Economic value added view
NOPAT (Net operating profit after tax): $120m
Invested capital: $1.5bn
Weighted average cost of capital (WACC): 12%
Capital charge: $180m (1.5bn × 12%)
EVA = $120m – $180m = –$60m
Despite positive accounting profits, the company is destroying economic value, earning less than its cost of capital. This signals that growth funded by debt and equity is not creating shareholder wealth, even though the P/E ratio looks attractive.
In this case, the EVA approach provides a better assessment of whether a company’s moat remains intact and whether its strategic positioning continues to justify its valuation.
Below is a brief example of what we love to see from an EVA perspective.
Stock example – Vivara: market leader in Brazil’s jewellery industry, vertically integrated and expanding aggressively
Vivara is the dominant retail jewellery brand in Brazil, controlling more than 20% of the market.
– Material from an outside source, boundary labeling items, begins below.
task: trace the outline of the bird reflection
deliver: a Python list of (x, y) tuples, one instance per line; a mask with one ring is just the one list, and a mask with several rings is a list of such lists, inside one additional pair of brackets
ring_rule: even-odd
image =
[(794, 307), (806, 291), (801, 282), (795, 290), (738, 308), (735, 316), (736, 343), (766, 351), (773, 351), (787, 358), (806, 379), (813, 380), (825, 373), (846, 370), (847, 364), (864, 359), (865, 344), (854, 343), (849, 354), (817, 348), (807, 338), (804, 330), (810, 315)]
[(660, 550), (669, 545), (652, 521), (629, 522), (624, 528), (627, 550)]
Source: Vivara Investor Relations 2025
The business is improving its returns on capital through new store openings, sweating assets and maintaining cost control through scale as the only domestic player which manufacturers its own products.
Sweating the assets harder than peers
Retail space productivity (EUR 000s for sale/m2) correlates with EBIT margin (%) – Global players

Retail space productivity (R$ 000/sqm) correlates with EBIT margin (%) – Local players

Source: BTG Pactual 2024
Value creation highlights:
- Opening 50–70 stores per year, focus on aspirational Life brand, forecast 40% of sales by 2026.
- 2-year sales CAGR of c.18% and EBITDA CAGR c.19%. Same-store sales growth consistently positive.
- E-commerce 23% of total sales, headroom for further growth.
- Plans to enter new markets Mexico and Panama, leveraging scalable business model.
Return drivers and competitive advantage:
- Vertical integration: Vivara controls the entire value chain from design to production and distribution, enabling cost efficiency and rapid response to market trends.
- Brand strength and market position: Strong brand recognition and customer loyalty, 75% retention rate and a broad product range catering to multiple segments.
- Scale and retail network: Extensive retail network with 40% penetration in premium malls and significant opportunities for further expansion.
Our kind of business – this all translates into an attractive EVA profile
Vivaras ROIC charts

Source: NS Partners and Bloomberg
As emerging markets show renewed strength, our approach remains rooted in first principles: seeking resilient, capital-efficient companies positioned for long-term value creation that should drive stock prices.